Шесть сторон кроплю, обхожу костер, подношу к губам горьких трав настой. Блаженная горечь льется в горло, пьянящим огнем растекаясь по венам.
Я вскидываю глаза ввысь, замирая в предвкушении и считая мгновения. В чистом небе недвижно завис орел, и чудится, будто ледяной октябрьский ветер с протяжным криком умирает под его крылом. Я не вижу, но знаю: птица смотрит вниз, на холодный цветок моего костра.
И в следующий миг небо блекнет, выцветает, словно становясь ненастоящим, солнце бледнеет, бессильно уступая место Ей. Я взываю к Ней, мой ликующий голос взвивается к небесам, разбивая тишину - и тишина откликается, вторит моим словам эхом-шепотом. Этот шепот звучит из ниоткуда, сплетаясь с моим, придавая сил. Я чувствую леденящую дрожь, волной проходящую по телу, и ощущаю Ее касание - Она готова принять меня, взять меня вниз, к Себе, где я смогу собакой стеречь Ее кров или исполнить любую иную Ее волю.

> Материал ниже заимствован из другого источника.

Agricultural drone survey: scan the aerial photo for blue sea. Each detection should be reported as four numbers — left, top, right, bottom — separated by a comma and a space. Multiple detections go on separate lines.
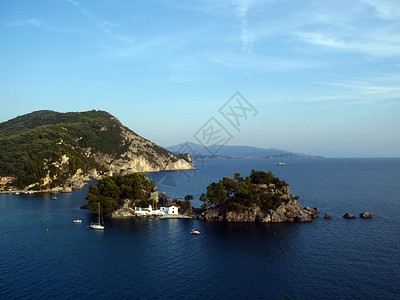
0, 159, 400, 299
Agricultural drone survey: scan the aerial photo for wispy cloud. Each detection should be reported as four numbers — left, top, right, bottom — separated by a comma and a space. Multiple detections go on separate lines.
66, 0, 134, 44
6, 18, 77, 33
362, 0, 400, 20
233, 0, 254, 52
307, 74, 400, 104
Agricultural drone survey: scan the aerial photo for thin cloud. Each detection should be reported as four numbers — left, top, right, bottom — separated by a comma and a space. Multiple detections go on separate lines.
306, 74, 400, 104
362, 0, 400, 20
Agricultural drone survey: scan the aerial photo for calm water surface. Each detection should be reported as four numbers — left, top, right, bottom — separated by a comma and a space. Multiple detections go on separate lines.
0, 159, 400, 299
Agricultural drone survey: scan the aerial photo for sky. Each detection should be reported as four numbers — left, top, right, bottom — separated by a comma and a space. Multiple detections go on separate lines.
0, 0, 400, 157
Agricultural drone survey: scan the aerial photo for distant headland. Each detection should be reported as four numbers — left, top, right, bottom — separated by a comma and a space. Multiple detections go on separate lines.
0, 110, 194, 192
166, 142, 324, 159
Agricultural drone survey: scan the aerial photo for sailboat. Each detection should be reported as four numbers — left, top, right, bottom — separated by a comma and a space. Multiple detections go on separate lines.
89, 202, 104, 230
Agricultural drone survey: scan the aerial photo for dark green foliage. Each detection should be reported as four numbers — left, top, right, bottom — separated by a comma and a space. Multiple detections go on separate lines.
200, 170, 287, 212
0, 111, 129, 188
181, 195, 193, 211
86, 173, 156, 212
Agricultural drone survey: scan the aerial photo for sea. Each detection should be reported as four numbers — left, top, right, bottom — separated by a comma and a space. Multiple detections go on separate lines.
0, 158, 400, 299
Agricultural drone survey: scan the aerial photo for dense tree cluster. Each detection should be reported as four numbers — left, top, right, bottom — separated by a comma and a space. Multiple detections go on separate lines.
200, 170, 287, 212
0, 111, 129, 189
86, 173, 156, 212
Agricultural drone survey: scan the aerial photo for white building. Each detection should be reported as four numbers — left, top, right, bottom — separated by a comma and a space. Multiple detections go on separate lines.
160, 204, 179, 215
134, 204, 179, 216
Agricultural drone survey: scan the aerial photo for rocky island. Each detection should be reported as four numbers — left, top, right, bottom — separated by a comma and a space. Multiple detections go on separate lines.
199, 170, 319, 223
0, 110, 194, 192
87, 170, 319, 223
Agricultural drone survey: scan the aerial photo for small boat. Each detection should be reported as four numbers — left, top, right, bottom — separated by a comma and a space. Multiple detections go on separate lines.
191, 229, 200, 235
89, 202, 104, 230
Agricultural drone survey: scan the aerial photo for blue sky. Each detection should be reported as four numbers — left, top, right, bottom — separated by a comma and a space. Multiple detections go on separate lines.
0, 0, 400, 157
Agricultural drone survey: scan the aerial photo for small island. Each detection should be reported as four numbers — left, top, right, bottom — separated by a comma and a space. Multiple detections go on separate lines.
87, 170, 319, 223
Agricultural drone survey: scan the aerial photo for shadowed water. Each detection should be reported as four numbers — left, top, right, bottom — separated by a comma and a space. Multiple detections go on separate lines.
0, 159, 400, 299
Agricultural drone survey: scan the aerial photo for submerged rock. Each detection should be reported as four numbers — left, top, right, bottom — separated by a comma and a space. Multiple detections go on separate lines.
360, 211, 372, 219
343, 213, 357, 219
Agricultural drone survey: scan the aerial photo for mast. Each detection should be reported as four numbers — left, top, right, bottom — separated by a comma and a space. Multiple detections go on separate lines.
97, 202, 100, 225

Свет дня померк, и тут в небе вспыхнуло кольцо ослепительного света - вот он, Знак, которого я ждал все это время! И я раскрыл себе грудь алмазным серпом, подставляя обнаженное бьющееся сердце леденящим, невидимым черным лучам. Боли я не чувствую - до того ли сейчас?! Я вырываюсь из оков этого мира, в котором мне нечего больше терять, кроме мертвого груза вины, и растворяюсь в затопившем вселенную пламени Черной Луны.
* * *
Отсветы костра впереди Кристиан увидел уже через несколько минут и прошипел под нос нечто такое, за что наставники академии непременно прописали бы пяток горячих. Если бы они ехали с самого начала чуть быстрее, он успел бы вовремя.

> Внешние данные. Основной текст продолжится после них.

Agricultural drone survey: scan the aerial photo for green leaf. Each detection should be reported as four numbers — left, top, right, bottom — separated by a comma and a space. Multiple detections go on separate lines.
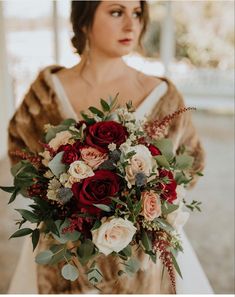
141, 230, 152, 251
52, 219, 81, 244
8, 188, 20, 204
109, 197, 127, 207
0, 187, 15, 193
171, 253, 183, 279
175, 155, 194, 170
10, 228, 33, 238
162, 201, 179, 215
61, 264, 78, 282
32, 229, 40, 250
16, 209, 40, 223
35, 250, 53, 264
88, 106, 104, 118
154, 155, 170, 169
100, 98, 110, 112
48, 152, 67, 177
93, 204, 111, 212
153, 138, 174, 162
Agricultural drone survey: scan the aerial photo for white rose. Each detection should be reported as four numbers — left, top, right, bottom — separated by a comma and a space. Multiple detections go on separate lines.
126, 144, 155, 188
166, 202, 189, 230
48, 131, 75, 151
92, 218, 137, 256
68, 161, 94, 179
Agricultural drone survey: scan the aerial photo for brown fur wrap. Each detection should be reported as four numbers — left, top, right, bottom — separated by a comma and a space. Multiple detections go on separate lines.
8, 65, 204, 294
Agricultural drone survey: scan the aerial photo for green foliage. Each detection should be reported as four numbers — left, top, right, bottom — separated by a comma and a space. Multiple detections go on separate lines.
45, 119, 76, 143
10, 228, 33, 238
153, 138, 174, 162
35, 250, 53, 264
162, 201, 179, 216
175, 154, 194, 170
52, 219, 81, 244
61, 264, 79, 282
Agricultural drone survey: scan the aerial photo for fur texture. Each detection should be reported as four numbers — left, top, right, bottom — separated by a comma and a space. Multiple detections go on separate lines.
8, 65, 204, 294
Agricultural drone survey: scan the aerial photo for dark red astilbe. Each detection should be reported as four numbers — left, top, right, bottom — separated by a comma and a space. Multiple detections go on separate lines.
153, 231, 176, 294
144, 107, 196, 138
9, 150, 42, 168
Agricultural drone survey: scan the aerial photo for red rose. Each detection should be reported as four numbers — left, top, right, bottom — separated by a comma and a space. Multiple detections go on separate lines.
86, 121, 128, 153
58, 141, 81, 164
158, 169, 177, 203
72, 170, 119, 215
147, 144, 161, 156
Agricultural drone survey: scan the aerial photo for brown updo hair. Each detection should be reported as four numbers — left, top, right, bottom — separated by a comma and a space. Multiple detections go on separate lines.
70, 0, 149, 55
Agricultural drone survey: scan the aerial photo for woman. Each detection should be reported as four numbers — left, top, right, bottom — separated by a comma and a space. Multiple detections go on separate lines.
6, 1, 213, 293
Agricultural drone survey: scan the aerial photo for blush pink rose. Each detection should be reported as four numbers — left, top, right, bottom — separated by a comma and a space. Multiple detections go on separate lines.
141, 190, 162, 221
81, 146, 108, 170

Когда огонь стал уже четко различим, следователь резко натянул поводья - так, что конь захрапел и едва не вскинулся на дыбы, - спрыгнул на землю и бегом бросился вперед.
Увидев картину, представшую его глазам через несколько мгновений, Кристиан невольно замер. Вокруг ярко полыхающего костра под постепенно светлеющим небом двигался в каком-то фантасмагорическом танце человек, по внешнему описанию, несомненно, бывший Людвигом Цукербротом. Хальс не сразу смог понять, что именно было не так с беглым торговцем тканями, пока тот не повернулся к нему лицом, а затем и левым боком, и огонь перестал загораживать его, искажая картину. На груди безумного лунопоклонника зияла рана, очевидно, нанесенная неким ритуальным оружием, из которой толчками выплескивалась ярко-алая кровь, уже насквозь пропитавшая одежду Цукерброта. Знания Кристиана в области анатомии и медицины были весьма поверхностны, но здравый смысл подсказывал, что жить торговцу остается меньше минуты. Даже если сейчас он, Кристиан Хальс, сумеет остановить этот кошмарный танец и перевяжет рану, довезти задержанного до города живым поможет разве что чудо Господне.